While it’s possible that another tech giant may someday soon dispute the claim, Microsoft (MSFT) at least for now claims that an AI datacenter it’s building in Wisconsin will be the most powerful facility in the world.
Scott Guthrie, executive v.p of Cloud + AI for Microsoft, said in a blog post last week that the tech company’s Fairwater AI datacenter in Wisconsin is “the largest and most sophisticated AI factory” it has built, spanning 315 acres and housing three buildings with a combined 1.2 million square feet of space under the roofs.
“Unlike typical cloud datacenters, which are optimized to run many smaller, independent workloads such as hosting websites, email or business applications, this datacenter is built to work as one massive AI supercomputer using a single flat networking interconnecting hundreds of thousands of the latest NVIDIA GPUs,” Guthrie wrote.
He notes that Microsoft also has “multiple identical Fairwater datacenters under construction in other locations across the US.”
In addition to the US-based data centers it’s opening, Microsoft has also announced plans to open an AI data center in Narvick, Norway with nScale and Aker JV – in addition to a partnership with nScale to build the largest supercomputer in the UK.
Microsoft announced last week that it is actually making a $30-billion investment in AI infrastructure and ongoing operations across the UK between 2025 through 2028. This is the largest investment it’s ever made in the country.
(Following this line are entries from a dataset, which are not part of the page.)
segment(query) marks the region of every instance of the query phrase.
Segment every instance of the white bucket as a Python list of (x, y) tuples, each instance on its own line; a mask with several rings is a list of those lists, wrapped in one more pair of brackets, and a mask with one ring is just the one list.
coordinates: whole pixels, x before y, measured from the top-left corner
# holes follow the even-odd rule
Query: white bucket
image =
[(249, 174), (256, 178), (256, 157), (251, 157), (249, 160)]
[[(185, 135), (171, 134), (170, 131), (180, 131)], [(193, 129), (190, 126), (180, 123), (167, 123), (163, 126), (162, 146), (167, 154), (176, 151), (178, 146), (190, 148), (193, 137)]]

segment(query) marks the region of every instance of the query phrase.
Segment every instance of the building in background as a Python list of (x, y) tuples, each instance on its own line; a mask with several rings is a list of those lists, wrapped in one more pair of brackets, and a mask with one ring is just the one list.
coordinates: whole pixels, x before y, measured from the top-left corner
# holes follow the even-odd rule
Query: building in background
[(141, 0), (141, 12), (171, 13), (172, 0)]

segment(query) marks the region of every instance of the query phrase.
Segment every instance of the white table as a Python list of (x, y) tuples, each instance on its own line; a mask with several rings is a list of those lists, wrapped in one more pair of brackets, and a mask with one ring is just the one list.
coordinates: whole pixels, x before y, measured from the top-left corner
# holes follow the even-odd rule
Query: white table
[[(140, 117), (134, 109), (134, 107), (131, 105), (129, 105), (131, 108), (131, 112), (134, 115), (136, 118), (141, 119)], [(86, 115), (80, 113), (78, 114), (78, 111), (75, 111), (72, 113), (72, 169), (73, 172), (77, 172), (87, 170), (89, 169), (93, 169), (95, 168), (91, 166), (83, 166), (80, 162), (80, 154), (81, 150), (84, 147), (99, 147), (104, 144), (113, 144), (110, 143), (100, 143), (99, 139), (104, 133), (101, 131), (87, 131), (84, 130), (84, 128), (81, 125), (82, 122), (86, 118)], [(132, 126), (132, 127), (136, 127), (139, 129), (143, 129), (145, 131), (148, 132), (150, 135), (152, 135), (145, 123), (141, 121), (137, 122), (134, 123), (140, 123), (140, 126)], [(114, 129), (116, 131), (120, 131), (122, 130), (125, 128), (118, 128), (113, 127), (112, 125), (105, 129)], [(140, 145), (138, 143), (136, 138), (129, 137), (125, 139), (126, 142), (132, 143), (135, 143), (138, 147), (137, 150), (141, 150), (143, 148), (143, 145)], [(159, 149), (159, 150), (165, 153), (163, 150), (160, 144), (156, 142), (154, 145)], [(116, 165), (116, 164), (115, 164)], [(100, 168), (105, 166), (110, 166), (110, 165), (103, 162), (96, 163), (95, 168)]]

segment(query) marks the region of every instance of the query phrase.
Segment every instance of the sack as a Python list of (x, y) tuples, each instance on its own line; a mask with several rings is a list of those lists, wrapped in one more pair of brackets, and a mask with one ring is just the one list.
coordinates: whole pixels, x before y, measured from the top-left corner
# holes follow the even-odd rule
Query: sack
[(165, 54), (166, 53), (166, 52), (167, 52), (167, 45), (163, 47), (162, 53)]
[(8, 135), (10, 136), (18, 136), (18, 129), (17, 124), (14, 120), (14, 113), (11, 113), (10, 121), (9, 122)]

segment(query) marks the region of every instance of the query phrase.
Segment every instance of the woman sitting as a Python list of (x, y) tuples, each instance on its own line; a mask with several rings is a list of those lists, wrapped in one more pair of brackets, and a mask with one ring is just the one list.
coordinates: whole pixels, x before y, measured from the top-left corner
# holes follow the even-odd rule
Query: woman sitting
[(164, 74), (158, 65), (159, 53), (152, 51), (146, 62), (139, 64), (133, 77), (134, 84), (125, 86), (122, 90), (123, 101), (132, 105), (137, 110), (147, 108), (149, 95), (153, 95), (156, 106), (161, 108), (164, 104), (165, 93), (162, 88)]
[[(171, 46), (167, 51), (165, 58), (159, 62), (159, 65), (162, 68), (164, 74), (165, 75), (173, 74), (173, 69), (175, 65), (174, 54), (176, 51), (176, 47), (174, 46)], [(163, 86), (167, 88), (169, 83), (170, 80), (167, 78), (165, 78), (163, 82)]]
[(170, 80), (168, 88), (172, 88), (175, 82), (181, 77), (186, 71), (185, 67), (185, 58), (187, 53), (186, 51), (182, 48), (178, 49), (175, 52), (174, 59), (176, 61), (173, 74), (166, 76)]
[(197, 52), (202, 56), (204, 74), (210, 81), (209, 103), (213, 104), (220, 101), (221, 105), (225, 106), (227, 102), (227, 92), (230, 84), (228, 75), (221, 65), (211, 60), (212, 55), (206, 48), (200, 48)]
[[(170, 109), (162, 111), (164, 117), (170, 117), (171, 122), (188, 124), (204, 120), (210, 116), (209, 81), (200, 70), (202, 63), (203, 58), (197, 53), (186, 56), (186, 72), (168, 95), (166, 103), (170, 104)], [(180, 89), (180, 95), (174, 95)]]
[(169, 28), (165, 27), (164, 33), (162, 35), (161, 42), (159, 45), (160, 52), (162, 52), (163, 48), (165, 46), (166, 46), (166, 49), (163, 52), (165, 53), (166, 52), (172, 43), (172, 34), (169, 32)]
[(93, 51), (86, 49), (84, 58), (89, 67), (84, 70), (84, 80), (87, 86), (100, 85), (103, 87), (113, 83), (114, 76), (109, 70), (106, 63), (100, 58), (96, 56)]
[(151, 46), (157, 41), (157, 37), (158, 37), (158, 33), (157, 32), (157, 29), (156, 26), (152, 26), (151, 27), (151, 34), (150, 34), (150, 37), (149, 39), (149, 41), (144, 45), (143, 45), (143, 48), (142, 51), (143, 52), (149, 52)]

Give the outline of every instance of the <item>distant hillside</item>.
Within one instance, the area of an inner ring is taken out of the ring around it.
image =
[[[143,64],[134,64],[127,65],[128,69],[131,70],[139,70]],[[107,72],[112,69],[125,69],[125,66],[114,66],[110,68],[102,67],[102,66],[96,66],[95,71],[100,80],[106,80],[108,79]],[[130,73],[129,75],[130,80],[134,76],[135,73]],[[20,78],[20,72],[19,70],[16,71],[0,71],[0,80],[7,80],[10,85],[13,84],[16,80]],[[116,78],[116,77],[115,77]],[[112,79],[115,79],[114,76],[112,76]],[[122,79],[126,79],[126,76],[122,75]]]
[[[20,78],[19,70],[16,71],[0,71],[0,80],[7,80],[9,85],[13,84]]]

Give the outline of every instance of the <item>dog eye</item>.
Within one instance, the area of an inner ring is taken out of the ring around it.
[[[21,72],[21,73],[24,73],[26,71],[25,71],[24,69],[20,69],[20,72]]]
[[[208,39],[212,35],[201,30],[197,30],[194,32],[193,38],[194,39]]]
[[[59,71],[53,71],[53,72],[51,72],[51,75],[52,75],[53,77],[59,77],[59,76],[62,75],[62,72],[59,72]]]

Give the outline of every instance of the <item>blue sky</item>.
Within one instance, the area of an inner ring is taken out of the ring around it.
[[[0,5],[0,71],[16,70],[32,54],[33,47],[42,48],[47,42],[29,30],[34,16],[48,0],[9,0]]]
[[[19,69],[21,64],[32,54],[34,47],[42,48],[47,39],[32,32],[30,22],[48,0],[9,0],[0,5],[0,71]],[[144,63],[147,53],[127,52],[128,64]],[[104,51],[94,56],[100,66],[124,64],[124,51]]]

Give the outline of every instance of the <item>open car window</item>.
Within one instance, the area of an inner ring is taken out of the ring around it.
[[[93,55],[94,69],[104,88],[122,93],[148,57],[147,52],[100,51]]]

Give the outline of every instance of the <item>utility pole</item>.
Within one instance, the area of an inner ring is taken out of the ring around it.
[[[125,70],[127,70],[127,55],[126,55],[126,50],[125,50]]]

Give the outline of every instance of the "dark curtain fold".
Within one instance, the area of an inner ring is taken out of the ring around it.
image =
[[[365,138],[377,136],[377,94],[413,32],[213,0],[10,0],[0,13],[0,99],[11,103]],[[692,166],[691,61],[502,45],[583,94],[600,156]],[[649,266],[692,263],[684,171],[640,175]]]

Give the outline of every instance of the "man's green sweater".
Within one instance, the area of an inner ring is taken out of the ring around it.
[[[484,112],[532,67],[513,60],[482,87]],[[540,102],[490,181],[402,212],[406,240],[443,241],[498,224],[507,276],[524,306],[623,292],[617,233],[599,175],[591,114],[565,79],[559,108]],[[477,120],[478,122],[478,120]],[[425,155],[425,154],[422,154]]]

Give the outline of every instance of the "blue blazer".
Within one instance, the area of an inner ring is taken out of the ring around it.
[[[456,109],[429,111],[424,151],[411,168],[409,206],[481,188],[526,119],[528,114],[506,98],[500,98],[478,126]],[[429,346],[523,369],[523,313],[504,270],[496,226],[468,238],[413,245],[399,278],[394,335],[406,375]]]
Guthrie said that the datacenters Microsoft is opening represent “tens of billions of dollars of investments and hundreds of thousands of cutting-edge AI chips” in order to connect its global Microsoft Cloud of over 400 datacenters in 70 regions across the globe.
Microsoft CEO Satya Nadella said in a post on X that the company is “scaling our GPU fleet faster than anyone else,” adding 2 gigawatts of new capacity over the past year, which he said is “roughly” equivalent to the output of two nuclear power plants.
“Fairwater is a seamless cluster of hundreds of thousands of NVIDIA GB200s, connected by enough fiber to circle the Earth 4.5 times,” Nadella said about its new datacenter in Wisconsin. “It will deliver 10x the performance of the world’s fastest supercomputer today, enabling AI training and inference workloads at a level never before seen.”
The Fairwater datacenter cost Microsoft $3.3 billion to build and is expected to be online in 2026, according to CNBC.
Microsoft is also spending $4 billion to open a second datacenter in Wisconsin, which will be similar in size to the first, and will be in operation in 2027, CNBC noted.
Brad Smith, Microsoft’s president and vice chair, told Wisconsin state officials that the company will contribute the same amount of carbon-free energy to the state’s energy grid that it consumes from fossil fuel sources to power its datacenters.
Microsoft’s stock is up 22.9% for the year.